En tevens is de vraag hoe ermee om te gaan als niet-lid van het beslissingsorgaan, zeker als je jezelf als frik ziet en probeert anderen op te voeden. Leg je je dan braafjes neer bij de commissie voor geinstitutionaliseerde taalverloedering of strijd je toch nog lekker een achterhoedegevecht om zaken als “hun” en “hen”?
Uiteraard is de auteur maar een druppel op een gloeiende plaat, maar dat geldt voor het individu doorgaans op allerlei vlakken. Zo heeft mijn persoonlijke gedrag natuurlijk quasi 0 impact op het milieu maar toch doe ik uit overtuiging wel aan afval scheiden. Welnu, zo zou een trotse taalpurist, zelfs beseffende dat zijn impact verwaarloosbaar is, toch fanatiek “hen” en “hun” kunnen blijven bezigen en zich verre houden van de innovatie “ze”.
Kortom, u heeft m.i. gelijk dat taal onvermijdelijk evolueert maar ik had meer strijdlust verwacht van een frik.
Uiteindelijk wint de familie Flodder: zij liepen gewoon voorop. Over enkele decennia spreken we allemaal zoals zij. Of anders gezegd: uiteindelijk wordt elke Hagenaar bekeerd tot Hagenees. Wat een vooruitzicht voor jhr. Binnert uit het Benoordenhout…
Een beroemd iemand schreef dit 160 jaar geleden 😉
Ik ben makelaar in koffi, en woon op de Lauriergracht, No 37. Het is myn gewoonte niet, romans te schryven, of zulke dingen, en het heeft dan ook lang geduurd, voor ik er toe overging een paar riem papier extra te bestellen, en het werk aantevangen, dat gy, lieve lezer, zoo-even in de hand hebt genomen, en dat ge lezen moet als ge makelaar in koffi zyt, of als ge wat anders zyt.
Prachtige tekst. Alleen de spelling is wat veranderd, maar voor de rest perfect en wat mij betreft allerminst oubollig.
Tegenwoordig spreekt de jeugd ook in Vlaanderen almaar meer in de jij-vorm, maar tot amper 30 jaar geleden zou die tekst met “gij zijt” er de normaalste ter wereld geweest zijn. Dus 160 jaar oud?
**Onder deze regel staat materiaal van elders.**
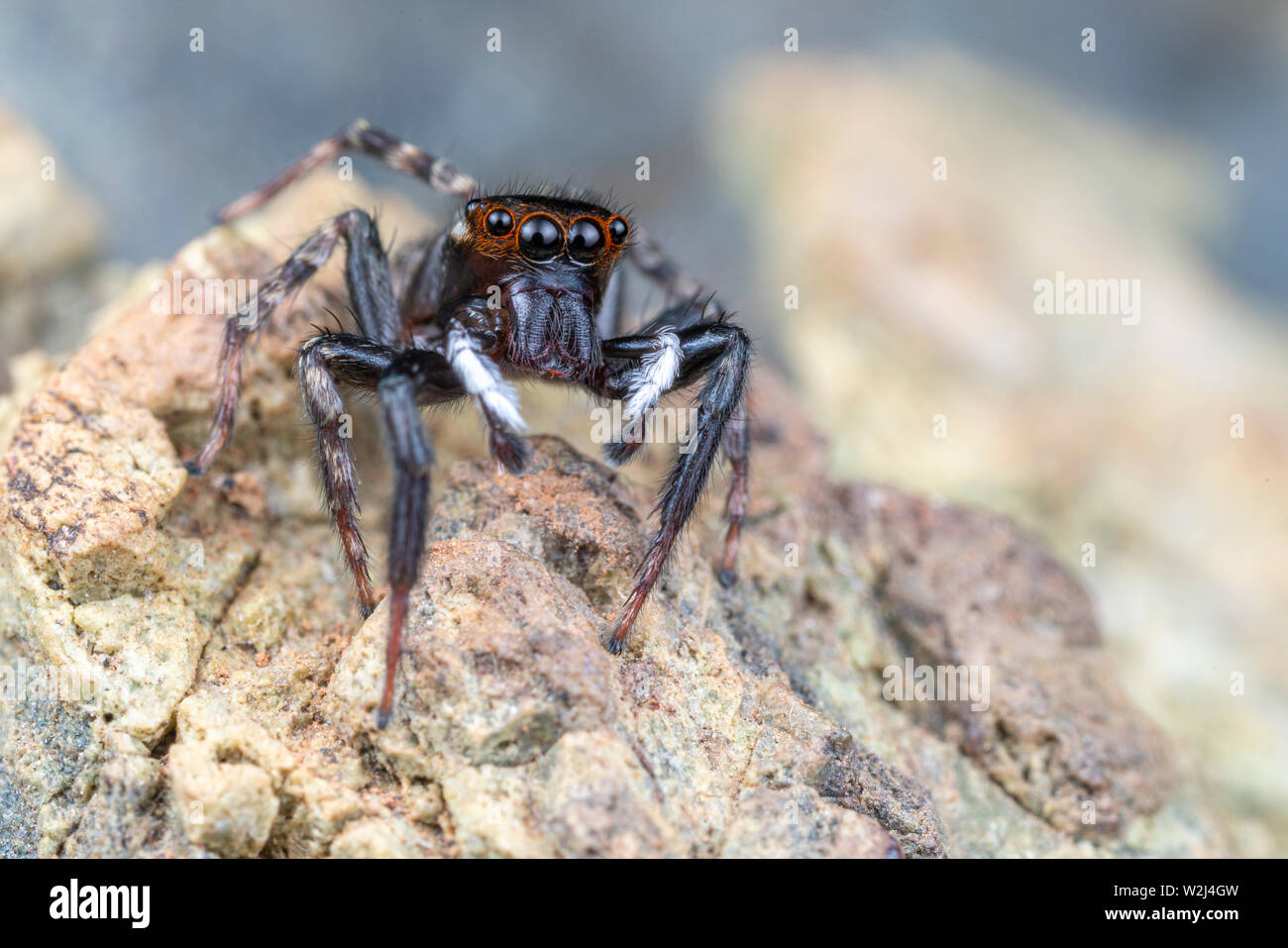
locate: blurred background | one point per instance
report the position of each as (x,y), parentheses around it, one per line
(911,170)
Of amper 30? Fantastisch toch, als een volk zijn cultuur kan weten te behouden?
Verder is het inhoudelijk (ik refereer hier aan de paar riem papier) natuurlijk afhankelijk van de veranderende context. In dit geval mag ik graag een anecote aanhalen uit familiekring.
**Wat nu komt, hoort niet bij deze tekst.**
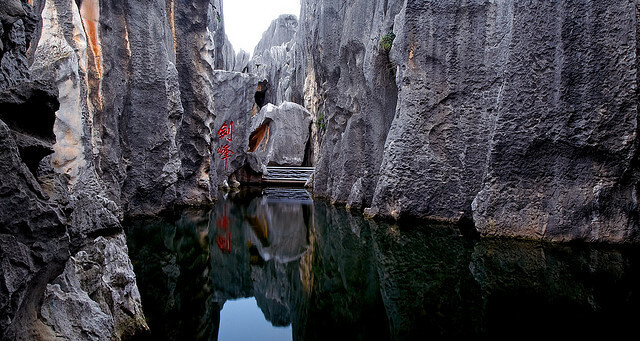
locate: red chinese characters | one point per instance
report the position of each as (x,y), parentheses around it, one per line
(225,132)
(224,234)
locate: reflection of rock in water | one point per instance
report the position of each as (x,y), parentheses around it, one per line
(265,238)
(280,229)
(171,260)
(332,275)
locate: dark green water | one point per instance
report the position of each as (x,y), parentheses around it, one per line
(317,272)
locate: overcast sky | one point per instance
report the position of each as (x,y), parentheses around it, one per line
(246,20)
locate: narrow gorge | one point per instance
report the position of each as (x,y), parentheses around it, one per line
(495,118)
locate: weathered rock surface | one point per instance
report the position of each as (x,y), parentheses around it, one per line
(96,296)
(350,90)
(521,108)
(17,26)
(233,100)
(563,153)
(280,134)
(274,60)
(33,239)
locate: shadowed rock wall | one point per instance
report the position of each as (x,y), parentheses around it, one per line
(528,110)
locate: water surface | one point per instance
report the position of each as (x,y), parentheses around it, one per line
(272,264)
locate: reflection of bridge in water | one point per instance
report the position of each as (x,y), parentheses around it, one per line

Beroepshalve reisde mijn overgrootvader veel, kort na de vorige eeuwwisseling, vaak naar Zuid-Amerika. Hij schreef dan postkaartjes naar het thuisfront vanuit oorden als Buenos Aires of Montevideo (waarvan wij dus een hele collectie hebben).
Kennelijk bestond het fenomeen postkaart dus al wel, maar toch was het nog heel bijzonder en dus werd er nogal plechtstatig mee omgegaan.
Daarom was de aanhef steevast als volgt:
“Aan myn teerbeminde echtgenoote. Ik neem de pen ter hand om u te berichten …”.
Vandaag de dag zou men met de deur in huis vallen en wat kreten opschrijven. Zonder aanhef, gewoon: “Leuk hotel. Lekker eten. 27 graden. Tot over 3 weken. XXX”
Althans tot voor een paar jaar want “vandaag de dag” stuurt natuurlijk niemand nog postcards, doch alleen FB uploads van de omgeving en zelfs van het eten met daaronder hetzij geen tekst, hetzij iets wat zelfs Donald Trumps tweets nog literair doet lijken.
Mea culpa
>> Wanneer iemand dan een dt-fout maakt, is er altijd wel iemand anders –
een opponent – die hem of haar daar op wijst, met als doel de ander weg te zetten als dom. <<
Je sluit hiermee uit dat er mensen zijn die deze persoon op deze fout wijzen zonder hem/haar als dom weg te willen zetten. Die komma na 'wijst' hoort daar volgens mij dus niet. Denk ik, zegmaar. Toch?